The large work that dominates the trio is called The Jitterbug Waltz. It’s an apt title: together with its smaller but no less lively siblings, it dances and vibrates with colour in the cool white setting – one of the fourth-floor guest salons that formed the original nucleus of the family house around which Le Sirenuse hotel was built.
It would be wrong to describe Whitney as a late bloomer; it’s just that it’s taken the art world a while to catch up with the Philadelphia-born artist, who celebrated his 70th birthday in 2016.
It has really only been in the last five years that Whitney has achieved serious recognition in his homeland, a reappraisal that culminated in a major solo show, ‘Dance the Orange’, at the Studio Museum in Harlem, New York, in 2015. More recently, Whitney was one of only a handful of painters selected for the 2017 edition of prestigious five-yearly art event documenta, which in its 14th edition spread from its historic base of Kassel in Germany to the Greek capital, Athens.
Previously, the abstract painter celebrated for his vivid colour-field canvases was better known in Europe, where he has also lived and taught for long periods (he and his wife, the artist Marina Adams, have a studio space in Parma). In a 2013 interview with bomb magazine, the painter suggested that this might be because his ‘old-fashioned’ focus on painting, and by extension drawing, is taken more seriously on the Italian side of the Atlantic: “I think New York is really Warhol’s town; Pop is just bigger here. In Europe, they have a sense of what abstraction is. They have a real sense of painting”.

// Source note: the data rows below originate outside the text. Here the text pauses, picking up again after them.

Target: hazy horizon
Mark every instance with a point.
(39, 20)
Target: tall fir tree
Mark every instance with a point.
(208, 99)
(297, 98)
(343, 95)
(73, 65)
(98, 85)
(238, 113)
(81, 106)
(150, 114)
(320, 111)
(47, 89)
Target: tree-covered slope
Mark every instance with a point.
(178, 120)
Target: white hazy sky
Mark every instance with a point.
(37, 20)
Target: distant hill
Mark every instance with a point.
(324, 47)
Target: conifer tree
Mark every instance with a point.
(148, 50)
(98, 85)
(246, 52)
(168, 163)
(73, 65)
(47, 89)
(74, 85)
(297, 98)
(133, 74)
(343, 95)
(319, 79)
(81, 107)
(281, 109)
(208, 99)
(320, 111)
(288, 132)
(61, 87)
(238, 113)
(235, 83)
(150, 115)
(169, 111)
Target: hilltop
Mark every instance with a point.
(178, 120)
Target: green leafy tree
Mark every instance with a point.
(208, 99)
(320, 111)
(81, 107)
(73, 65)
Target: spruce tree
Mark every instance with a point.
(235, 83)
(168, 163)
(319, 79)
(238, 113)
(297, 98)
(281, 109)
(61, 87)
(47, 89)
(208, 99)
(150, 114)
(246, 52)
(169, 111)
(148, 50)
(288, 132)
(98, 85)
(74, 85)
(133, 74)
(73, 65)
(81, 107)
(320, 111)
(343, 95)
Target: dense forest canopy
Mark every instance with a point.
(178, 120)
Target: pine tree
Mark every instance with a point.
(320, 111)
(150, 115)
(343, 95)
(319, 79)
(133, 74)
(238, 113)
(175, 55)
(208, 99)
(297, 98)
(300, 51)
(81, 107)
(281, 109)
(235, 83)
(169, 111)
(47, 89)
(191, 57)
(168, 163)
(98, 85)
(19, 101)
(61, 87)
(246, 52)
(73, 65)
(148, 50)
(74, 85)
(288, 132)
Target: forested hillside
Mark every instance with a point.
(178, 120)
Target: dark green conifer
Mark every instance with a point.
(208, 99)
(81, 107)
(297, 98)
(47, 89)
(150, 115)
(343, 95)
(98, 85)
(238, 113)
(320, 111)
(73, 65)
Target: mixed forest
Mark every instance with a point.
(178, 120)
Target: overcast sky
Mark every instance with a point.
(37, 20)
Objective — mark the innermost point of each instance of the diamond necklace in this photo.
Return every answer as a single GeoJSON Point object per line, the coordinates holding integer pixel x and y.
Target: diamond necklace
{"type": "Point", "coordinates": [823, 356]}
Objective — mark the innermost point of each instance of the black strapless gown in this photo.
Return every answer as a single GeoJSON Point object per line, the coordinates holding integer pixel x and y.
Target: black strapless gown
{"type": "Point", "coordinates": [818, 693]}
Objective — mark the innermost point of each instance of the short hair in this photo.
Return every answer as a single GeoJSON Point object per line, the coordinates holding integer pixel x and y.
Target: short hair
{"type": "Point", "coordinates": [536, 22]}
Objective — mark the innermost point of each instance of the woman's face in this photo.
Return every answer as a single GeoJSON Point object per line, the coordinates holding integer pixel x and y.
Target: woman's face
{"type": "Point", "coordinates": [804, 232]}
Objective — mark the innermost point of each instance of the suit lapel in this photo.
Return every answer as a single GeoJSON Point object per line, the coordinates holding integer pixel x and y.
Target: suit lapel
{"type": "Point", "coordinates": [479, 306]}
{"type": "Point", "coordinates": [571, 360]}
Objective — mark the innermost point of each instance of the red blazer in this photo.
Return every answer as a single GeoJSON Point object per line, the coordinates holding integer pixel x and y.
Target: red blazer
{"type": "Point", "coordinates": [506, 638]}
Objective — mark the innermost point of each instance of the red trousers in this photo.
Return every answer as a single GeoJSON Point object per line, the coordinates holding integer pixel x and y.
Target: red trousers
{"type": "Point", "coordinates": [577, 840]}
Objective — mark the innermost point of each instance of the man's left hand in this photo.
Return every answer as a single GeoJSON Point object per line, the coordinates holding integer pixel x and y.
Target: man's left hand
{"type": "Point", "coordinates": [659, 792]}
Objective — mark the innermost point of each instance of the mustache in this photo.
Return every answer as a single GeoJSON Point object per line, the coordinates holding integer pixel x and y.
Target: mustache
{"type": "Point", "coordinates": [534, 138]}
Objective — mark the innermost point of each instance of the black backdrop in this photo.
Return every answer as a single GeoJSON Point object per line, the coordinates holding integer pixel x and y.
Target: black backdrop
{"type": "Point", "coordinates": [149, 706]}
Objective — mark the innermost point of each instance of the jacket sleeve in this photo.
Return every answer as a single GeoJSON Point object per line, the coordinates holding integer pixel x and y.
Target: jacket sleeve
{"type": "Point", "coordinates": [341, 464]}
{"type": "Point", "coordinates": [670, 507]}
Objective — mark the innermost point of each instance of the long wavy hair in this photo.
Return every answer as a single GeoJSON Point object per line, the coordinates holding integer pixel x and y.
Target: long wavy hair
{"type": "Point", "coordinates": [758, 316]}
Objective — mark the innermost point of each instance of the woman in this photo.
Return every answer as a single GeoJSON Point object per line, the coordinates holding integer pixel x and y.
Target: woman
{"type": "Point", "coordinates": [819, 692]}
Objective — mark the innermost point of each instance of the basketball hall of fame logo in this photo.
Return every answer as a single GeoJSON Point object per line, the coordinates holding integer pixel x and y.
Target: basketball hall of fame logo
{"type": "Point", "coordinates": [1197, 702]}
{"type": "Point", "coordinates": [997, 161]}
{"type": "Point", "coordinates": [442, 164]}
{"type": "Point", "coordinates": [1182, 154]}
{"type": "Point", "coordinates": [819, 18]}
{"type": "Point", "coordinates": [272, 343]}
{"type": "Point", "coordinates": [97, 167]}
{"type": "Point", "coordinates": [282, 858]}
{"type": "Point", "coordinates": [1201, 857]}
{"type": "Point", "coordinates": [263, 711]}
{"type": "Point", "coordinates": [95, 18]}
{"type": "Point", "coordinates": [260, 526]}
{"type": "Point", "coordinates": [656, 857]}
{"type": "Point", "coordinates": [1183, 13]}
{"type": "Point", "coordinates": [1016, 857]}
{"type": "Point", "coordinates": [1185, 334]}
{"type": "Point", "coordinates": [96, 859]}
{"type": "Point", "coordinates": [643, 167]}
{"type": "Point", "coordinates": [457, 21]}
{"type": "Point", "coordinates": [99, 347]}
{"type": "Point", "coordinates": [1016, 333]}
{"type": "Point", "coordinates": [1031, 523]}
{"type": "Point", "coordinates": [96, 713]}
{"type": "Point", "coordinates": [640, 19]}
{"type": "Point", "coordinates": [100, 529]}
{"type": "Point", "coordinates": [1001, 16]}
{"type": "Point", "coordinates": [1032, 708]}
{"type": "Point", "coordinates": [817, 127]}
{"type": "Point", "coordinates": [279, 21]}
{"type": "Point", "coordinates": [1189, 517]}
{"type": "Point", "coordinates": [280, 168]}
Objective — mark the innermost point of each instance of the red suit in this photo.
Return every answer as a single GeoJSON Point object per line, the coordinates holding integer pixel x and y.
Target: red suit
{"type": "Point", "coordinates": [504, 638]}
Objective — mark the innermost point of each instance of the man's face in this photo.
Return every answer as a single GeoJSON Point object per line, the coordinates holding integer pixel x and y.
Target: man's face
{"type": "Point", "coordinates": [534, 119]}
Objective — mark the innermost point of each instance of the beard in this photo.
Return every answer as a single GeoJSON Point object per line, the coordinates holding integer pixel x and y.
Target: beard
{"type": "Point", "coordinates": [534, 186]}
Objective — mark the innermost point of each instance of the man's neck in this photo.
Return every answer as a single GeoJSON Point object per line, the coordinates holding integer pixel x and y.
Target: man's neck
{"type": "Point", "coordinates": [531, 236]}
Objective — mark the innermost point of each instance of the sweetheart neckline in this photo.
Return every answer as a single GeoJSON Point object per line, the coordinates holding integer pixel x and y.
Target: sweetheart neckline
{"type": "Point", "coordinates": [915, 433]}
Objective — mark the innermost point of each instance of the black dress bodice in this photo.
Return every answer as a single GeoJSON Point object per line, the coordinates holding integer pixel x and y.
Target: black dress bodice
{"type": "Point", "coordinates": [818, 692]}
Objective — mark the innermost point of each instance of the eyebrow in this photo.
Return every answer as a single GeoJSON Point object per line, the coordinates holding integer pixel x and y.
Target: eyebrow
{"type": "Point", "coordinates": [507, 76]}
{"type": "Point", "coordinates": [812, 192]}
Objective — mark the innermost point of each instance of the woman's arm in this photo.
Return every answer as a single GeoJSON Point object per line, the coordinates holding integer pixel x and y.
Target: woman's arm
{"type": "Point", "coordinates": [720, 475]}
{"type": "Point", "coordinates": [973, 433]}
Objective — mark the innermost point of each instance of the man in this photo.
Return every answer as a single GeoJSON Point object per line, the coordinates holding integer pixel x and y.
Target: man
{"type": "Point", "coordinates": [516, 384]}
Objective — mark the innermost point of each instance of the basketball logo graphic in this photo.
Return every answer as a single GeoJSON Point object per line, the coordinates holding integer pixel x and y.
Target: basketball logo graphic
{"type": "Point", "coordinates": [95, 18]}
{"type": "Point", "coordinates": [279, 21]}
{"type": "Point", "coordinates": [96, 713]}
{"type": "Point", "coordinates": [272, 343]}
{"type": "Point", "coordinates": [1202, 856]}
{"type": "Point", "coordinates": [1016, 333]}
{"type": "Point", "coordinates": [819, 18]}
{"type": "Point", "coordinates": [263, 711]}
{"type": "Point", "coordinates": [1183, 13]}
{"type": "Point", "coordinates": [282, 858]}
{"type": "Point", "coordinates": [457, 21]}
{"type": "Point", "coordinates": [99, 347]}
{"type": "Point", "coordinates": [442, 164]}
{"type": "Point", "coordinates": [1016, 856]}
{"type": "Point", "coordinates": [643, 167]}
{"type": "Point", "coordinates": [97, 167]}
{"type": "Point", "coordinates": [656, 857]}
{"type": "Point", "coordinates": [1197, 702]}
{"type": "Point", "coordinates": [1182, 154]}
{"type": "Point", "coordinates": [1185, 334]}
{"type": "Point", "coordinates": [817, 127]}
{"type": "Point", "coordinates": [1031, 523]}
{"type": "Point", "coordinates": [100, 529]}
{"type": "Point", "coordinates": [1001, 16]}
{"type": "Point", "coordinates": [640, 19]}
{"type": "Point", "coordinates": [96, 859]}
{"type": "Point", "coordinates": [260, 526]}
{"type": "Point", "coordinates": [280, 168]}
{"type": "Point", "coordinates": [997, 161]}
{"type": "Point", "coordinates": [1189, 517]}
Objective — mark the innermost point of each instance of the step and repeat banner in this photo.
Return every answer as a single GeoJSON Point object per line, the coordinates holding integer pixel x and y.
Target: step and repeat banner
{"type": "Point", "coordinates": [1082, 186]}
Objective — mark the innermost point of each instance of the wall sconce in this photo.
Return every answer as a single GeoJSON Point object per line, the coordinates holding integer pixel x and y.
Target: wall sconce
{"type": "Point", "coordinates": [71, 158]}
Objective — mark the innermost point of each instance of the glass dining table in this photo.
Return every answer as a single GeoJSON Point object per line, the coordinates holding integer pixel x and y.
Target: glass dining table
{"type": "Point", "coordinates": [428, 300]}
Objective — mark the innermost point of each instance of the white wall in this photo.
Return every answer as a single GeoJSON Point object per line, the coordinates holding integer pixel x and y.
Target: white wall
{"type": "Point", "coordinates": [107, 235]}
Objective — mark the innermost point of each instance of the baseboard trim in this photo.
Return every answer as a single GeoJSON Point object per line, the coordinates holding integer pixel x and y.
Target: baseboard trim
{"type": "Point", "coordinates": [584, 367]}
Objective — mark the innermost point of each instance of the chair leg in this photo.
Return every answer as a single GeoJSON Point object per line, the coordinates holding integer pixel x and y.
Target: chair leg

It’s easy to describe a Whitney, but not so easy to describe what it does. For decades, after an early art-school phase in which “I was coming from made-up, figurative work where I’d paint self-portraits and things out of Goya or Velázquez”, Whitney has focused on painting blocks of colour on square canvases. These blocks are divided by horizontal bands, between three and five in each work. The result is a dance of colour that seems to cleave to certain rules but at the same time to challenge or flaunt those rules.
The colour blocks are not all the same size, even within the row; the horizontal bands are not evenly spaced. Some of the paint has been thickly and evenly laid on, but in other cases only a first coat seems to have been applied, and the brushstrokes are clearly visible. Sometimes paint drips down from one of the colour squares onto the horizontal bands. And the square canvas seems to struggle to contain the whole work: certain colour-blocks appear truncated, or barely have time to start at the edge of the painting, as if the work were a sample of fabric cut from a much larger bolt of cloth. It’s tempting to relate this to a comment Whitney let drop in that bomb interview: “I always want to have every colour of the universe in the painting”. Could it be that all the artist’s paintings are, rather like those disassembled Renaissance altarpiece fragments one sees in museums, merely details of some ideal infinite work in which all the colours in the universe are present?
In a review of the artist’s Studio Museum show, New Yorker art critic Peter Schjeldahl described the ‘Whitney effect’ thus: “The glamour of the work alerts you to an onset of beauty, pending the appropriate feeling and an endorsement in thought. But the juxtapositions and the compositional rhythms of the colors, jarring ever so slightly, won’t resolve into unity. What’s going on? Does the artist aim at order and miss, or does he try, and fail, to destroy it?”.
It’s no surprise that jazz metaphors are sometimes reached for in discussions of Whitney’s work: jazz is a form that enacts the same tension between rules and defiance, rhythmic order and creative displacement. Whitney has talked about the influence of Ornette Coleman and Charlie Parker on his work: “When I first saw Cézanne, I thought, This is like Charlie Parker, only painting. It’s like polyrhythm, a beat and a beat and a beat and a beat, like call and response, you know— in the middle of the beat there’s another beat. Cézanne was key and a big source for me. Going back and forth—the music, the color, the rhythm, the beat”. The Jitterbug Waltz, the title of Whitney's Artists at Le Sirenuse commission, takes its title from Fats Waller’s celebrated 1942 instrumental of the same name, unusual both in its 3/4 waltz time signature and in Waller’s choice of the Hammond organ rather than his more usual piano. It’s a piece of odd musical angles, jaunty discords and resolutions, much like Whitney’s suite of paintings.
When Whitney talks about the colour in his paintings, the challenges he sets himself can sound rather abstract and technical. “How could I lay two colors so close to each other and not trap them but rather allow air for the canvas to breathe?”, he once rhetorically asked himself in an interview with Artforum. “This became a sort of preoccupation for me. Creating space within color involves experiments with density, vibrancy, saturation, and even with matteness”.
Yet it is clear that for this Afro-American artist, whose parents could not even enter a museum because of the colour of their skin, this endeavour is not a dry conceptual exercise. The arrangement of colour fields on a square canvas measuring 4 feet by 4 feet is a creative act, but also a political one. “The idea”, Whitney has said, “is that color cannot be controlled and that it has total freedom. One color can’t overpower another color. It’s a very democratic idea, very New York”.